What is gaslighting? Sarah Xerta provides an introduction to this issue of psychological abuse and lays the groundwork for future articles to follow.
I have been wanting to write about gaslighting for close to a year now, but every time I think about all the thinking I will have to unravel in order to present a thorough examination of this topic, my brain hurts. I get overwhelmed. I have to tread carefully, like a spy who has to navigate the matrix of a laser-alarm system, if I make the wrong move I might set the whole thing off and spiral into my own psychological abyss of unknowing, self-doubt, fear.
Yet the severity of this risk is also why I feel compelled to write these words. To give structure to the unknown is to make it known, and to know something is to lessen its power over you. And that’s what gaslighting, like any form of abuse, is ultimately about: power. And not just any power but a specific kind of power that asserts itself by making others powerless. When this happens in a personal relationship, we call it abuse. When this happens on a societal level, we call it oppression. Gaslighting is a form of abuse that is happening on both personal and universal levels, and it’s making people sick.
But what is gaslighting, exactly? The word comes from a play in which a man lowers the lights in the home but then tells his wife she is only imagining that the lights are dimmer, leaving her to question her own perception of reality and ultimately depend on her husband for “the truth.” Gaslighting, then, is a form of psychological abuse in which one person invalidates another person’s reality in order to assert control over that person’s perception of reality. Repeated exposure to this type of abuse has grave consequences for the victim’s psychological health, including but certainly not limited to dissociation from reality, paranoia, an inability to distinguish rational thoughts from irrational thoughts, and a dependency on the abuser to decide what is real and safe.
Although in the play the man is intentionally gaslighting his wife, psychological abuse doesn’t have to be intentional to cause damage. Because gaslighting is invisible, it can be difficult to detect, and even then the severe self-doubt it so often causes can leave a victim feeling entirely lost in psychological hell, a vulnerability that increases one’s risk of being further abused.
It is tempting now, to fill the rest of this space with a neat synopsis of real-life examples of gaslighting, what you can do about it, and tell you that I understand. That you are not alone. But I do understand, which is why I am not going to neatly wrap up anything for the sake of a 500-800 article in a publication. I want to spend time with you. I want to unravel psychological abuse from all the angles that I can, because I believe doing so is a way to restore power from those it’s been stolen from.
We hear often about gaslighting in abusive relationships, but what about parents who gaslight their children? Bosses who gaslight their employees? Governments that gaslight their citizens? Entire systems of thought that help shape what we think we know about reality, that leave us questioning ourselves, questioning our questioning.

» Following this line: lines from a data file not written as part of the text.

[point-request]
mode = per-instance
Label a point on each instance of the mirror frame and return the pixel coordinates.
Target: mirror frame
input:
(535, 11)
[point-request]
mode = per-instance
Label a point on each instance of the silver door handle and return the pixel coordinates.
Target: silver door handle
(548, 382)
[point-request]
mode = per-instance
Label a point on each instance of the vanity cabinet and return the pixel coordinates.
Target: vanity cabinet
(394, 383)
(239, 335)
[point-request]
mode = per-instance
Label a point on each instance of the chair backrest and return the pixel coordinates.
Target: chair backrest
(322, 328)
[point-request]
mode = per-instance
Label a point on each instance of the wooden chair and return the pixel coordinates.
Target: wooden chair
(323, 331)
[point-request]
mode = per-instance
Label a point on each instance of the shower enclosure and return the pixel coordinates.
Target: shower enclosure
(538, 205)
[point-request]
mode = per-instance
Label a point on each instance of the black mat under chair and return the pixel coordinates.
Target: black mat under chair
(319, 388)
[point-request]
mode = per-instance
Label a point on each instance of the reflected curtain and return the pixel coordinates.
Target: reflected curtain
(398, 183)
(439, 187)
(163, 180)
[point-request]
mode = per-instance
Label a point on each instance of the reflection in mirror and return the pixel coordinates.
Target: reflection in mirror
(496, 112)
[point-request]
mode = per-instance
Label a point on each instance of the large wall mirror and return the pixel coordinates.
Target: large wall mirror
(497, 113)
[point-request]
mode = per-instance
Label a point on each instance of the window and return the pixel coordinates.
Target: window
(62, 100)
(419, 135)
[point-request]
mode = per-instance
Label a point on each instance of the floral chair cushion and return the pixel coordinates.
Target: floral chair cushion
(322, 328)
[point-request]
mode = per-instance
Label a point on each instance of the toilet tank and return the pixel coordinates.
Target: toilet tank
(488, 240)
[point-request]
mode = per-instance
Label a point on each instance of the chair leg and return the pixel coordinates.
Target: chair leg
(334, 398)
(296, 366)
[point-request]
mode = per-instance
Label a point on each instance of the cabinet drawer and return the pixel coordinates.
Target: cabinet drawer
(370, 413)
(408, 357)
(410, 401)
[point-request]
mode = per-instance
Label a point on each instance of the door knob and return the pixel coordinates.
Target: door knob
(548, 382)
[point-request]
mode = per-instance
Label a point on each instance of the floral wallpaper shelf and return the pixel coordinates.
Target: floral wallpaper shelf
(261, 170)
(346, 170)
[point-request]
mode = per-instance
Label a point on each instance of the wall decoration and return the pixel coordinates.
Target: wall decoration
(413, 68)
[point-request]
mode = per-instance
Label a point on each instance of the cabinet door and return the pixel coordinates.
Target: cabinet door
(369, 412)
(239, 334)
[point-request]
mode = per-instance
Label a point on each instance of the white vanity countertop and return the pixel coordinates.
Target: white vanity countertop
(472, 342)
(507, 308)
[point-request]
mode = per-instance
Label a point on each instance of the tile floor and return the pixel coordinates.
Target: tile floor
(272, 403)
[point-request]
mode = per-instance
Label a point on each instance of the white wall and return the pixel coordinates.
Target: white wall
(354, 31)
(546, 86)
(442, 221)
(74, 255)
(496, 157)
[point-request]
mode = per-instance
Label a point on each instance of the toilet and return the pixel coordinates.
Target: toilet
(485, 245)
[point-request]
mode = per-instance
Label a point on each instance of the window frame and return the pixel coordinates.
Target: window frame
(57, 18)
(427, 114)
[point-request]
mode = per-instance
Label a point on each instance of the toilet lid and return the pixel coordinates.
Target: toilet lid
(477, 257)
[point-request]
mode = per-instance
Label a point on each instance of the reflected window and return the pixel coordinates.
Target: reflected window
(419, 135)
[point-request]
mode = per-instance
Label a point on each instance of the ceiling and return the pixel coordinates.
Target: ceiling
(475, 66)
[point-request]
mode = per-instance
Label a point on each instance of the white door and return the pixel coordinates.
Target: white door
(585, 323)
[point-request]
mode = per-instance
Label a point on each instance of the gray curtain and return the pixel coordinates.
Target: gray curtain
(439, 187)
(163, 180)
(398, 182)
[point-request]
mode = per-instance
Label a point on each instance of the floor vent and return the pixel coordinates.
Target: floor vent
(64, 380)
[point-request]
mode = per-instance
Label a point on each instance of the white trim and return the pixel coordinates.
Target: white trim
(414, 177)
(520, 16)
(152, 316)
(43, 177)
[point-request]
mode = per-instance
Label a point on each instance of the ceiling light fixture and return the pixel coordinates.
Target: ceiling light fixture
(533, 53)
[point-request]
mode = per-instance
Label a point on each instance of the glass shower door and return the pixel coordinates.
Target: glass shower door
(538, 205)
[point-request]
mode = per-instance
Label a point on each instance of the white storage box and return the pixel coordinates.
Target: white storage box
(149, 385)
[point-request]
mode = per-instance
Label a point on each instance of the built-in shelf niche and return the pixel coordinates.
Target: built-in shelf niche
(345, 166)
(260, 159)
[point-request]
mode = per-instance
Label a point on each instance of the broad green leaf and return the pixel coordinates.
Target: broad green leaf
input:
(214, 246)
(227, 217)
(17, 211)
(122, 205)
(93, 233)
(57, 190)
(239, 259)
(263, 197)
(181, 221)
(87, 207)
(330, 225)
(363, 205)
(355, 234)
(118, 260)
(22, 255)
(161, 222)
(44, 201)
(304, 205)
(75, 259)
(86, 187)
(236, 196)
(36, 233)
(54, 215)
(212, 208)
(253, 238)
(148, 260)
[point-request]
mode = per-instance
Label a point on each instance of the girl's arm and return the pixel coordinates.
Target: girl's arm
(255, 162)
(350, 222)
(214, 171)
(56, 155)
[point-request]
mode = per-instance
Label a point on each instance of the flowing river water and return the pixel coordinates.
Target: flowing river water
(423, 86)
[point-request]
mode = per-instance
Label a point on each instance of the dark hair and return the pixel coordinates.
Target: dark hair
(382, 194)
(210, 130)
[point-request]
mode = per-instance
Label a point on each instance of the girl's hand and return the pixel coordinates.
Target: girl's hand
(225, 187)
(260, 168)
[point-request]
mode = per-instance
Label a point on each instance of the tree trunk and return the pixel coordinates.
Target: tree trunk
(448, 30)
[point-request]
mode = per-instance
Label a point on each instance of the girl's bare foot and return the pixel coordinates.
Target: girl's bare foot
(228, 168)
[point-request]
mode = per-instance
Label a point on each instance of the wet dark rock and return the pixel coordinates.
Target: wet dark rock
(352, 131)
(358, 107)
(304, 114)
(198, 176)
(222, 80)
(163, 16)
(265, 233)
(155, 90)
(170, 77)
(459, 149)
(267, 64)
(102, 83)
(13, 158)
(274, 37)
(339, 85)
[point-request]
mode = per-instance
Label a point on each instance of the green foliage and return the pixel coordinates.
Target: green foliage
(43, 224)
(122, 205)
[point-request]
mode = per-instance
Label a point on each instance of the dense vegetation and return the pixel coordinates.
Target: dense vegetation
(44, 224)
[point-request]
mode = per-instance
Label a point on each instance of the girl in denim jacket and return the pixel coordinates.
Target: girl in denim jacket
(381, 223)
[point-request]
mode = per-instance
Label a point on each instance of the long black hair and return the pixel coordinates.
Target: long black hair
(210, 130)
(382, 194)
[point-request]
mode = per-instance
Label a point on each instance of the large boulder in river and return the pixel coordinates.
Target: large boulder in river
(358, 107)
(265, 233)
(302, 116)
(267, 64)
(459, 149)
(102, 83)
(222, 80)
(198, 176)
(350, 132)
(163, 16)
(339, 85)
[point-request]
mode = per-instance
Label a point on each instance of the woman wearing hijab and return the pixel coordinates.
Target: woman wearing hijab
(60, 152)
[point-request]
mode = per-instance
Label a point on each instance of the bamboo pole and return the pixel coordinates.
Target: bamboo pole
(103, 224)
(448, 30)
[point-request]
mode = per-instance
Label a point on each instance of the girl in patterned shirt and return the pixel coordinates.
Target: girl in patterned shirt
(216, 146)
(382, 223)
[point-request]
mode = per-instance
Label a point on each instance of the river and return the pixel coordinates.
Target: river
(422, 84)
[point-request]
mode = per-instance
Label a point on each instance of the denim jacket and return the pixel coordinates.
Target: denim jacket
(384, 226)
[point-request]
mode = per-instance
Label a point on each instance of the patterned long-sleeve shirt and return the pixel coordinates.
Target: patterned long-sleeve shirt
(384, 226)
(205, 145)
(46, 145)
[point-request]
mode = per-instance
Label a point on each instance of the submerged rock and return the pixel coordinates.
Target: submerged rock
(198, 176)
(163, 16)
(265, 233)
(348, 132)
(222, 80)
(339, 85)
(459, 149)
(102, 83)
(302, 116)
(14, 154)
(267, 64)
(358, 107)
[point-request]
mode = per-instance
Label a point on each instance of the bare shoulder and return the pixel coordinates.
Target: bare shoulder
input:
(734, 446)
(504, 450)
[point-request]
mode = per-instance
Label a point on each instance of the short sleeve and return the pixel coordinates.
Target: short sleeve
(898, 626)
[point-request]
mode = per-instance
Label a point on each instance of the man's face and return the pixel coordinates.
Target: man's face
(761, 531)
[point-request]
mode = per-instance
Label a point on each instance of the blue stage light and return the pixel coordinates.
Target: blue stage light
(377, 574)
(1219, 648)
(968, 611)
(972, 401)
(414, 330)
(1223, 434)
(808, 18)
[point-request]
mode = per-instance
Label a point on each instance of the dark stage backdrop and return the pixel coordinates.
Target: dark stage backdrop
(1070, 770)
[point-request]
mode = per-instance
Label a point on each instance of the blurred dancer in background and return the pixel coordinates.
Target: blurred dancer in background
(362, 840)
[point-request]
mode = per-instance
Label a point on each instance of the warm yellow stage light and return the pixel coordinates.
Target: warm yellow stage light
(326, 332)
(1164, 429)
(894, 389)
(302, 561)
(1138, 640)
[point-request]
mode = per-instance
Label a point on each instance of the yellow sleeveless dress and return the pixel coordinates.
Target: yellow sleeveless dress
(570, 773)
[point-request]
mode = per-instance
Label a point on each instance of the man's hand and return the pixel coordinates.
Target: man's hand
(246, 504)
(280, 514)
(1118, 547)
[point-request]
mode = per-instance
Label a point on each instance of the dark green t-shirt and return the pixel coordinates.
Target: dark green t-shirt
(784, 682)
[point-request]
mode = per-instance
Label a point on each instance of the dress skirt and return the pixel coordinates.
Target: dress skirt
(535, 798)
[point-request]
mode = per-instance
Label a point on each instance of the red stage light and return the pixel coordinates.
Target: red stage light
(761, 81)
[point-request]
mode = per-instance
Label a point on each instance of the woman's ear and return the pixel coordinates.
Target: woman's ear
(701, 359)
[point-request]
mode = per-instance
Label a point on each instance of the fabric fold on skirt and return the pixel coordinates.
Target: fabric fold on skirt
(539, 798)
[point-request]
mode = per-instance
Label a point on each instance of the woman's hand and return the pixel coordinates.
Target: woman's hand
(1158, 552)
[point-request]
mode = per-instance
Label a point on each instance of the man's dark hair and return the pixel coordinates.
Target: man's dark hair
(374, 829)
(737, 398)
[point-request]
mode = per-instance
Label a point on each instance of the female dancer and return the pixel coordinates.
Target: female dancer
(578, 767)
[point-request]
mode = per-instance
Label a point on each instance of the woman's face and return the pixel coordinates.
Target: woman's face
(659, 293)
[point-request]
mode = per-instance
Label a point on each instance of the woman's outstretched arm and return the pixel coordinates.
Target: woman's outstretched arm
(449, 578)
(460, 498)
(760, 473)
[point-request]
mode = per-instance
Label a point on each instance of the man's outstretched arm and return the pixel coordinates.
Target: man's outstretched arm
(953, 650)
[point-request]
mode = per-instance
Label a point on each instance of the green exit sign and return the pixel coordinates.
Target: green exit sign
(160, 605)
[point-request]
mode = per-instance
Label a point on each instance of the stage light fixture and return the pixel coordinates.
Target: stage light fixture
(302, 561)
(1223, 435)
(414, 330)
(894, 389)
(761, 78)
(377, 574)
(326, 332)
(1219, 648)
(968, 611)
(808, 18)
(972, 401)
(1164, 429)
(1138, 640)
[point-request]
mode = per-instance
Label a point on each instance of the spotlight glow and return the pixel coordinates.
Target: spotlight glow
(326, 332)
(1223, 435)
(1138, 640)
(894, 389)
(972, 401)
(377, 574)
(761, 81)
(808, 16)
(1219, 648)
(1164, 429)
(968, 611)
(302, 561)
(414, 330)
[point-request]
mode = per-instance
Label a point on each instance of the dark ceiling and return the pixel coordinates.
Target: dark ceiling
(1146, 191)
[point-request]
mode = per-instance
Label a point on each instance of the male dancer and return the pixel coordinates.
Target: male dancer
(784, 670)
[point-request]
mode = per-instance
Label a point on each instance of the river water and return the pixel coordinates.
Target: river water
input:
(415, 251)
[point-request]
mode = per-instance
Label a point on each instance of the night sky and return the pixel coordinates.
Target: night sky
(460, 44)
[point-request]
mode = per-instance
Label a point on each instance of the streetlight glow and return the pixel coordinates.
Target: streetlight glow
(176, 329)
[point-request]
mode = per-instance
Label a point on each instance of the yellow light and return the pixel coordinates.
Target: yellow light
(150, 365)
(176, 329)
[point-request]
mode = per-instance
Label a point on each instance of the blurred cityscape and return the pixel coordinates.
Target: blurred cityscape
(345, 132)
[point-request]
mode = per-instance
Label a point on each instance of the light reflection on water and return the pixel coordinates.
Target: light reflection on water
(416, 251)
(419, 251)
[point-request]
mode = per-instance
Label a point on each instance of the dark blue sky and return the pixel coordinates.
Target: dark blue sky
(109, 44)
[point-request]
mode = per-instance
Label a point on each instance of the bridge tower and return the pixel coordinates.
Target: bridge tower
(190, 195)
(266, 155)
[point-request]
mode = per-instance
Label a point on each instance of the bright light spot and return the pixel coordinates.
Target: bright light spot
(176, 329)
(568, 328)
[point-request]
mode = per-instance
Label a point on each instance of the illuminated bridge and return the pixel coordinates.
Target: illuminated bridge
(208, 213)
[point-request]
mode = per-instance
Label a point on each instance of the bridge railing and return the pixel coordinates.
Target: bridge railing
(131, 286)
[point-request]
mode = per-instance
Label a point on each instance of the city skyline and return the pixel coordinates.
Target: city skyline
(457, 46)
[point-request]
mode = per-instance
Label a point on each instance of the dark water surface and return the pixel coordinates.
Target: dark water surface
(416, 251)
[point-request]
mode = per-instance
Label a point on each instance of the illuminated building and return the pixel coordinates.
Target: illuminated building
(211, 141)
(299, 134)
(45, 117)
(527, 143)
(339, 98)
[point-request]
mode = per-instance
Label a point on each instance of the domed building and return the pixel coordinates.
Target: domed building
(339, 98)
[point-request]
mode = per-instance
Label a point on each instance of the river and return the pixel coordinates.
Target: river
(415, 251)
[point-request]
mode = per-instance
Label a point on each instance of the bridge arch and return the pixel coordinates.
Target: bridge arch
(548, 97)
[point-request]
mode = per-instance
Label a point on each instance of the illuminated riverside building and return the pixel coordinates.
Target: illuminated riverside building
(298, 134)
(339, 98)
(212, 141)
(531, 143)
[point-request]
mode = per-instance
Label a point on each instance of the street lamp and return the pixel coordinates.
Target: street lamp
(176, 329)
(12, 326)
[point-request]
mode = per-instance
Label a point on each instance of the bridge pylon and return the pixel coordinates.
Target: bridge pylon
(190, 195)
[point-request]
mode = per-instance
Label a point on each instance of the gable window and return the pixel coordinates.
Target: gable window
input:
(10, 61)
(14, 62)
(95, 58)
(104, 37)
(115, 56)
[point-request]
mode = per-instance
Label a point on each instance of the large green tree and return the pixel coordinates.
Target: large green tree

As someone who has been a victim of gaslighting for most of their life, I tend to ask a lot of questions. It is instilled in me, to question and to doubt, to leave nothing unexamined. There are times this quality causes me immense personal distress, but I refuse to further pathologize myself, to further alienate myself from my perceptions of reality. My perception of reality involves questioning much of what I perceive: what happens if I let this be, if I stop fighting myself? By questioning my own questioning I have come into answers that allow me to see myself as worthy of being seen, answers that make me want to keep asking, to stay alive to do so. Questions don’t have to be knots. They shouldn’t be knots, anyway, since asking a question is a process, an opening.
Throughout this series I hope to untangle some of the knots of psychological abuse in order to open pathways of thinking, knowing, and being. Our society is slow to take abuse seriously and even slower to recognize abuse that cannot be seen, pain that cannot be proven with empirical “objective” evidence. This, too, is a form of gaslighting, perpetuated by linear patriarchal thought, but I’ll stop now and pace myself. I deserve that, after all.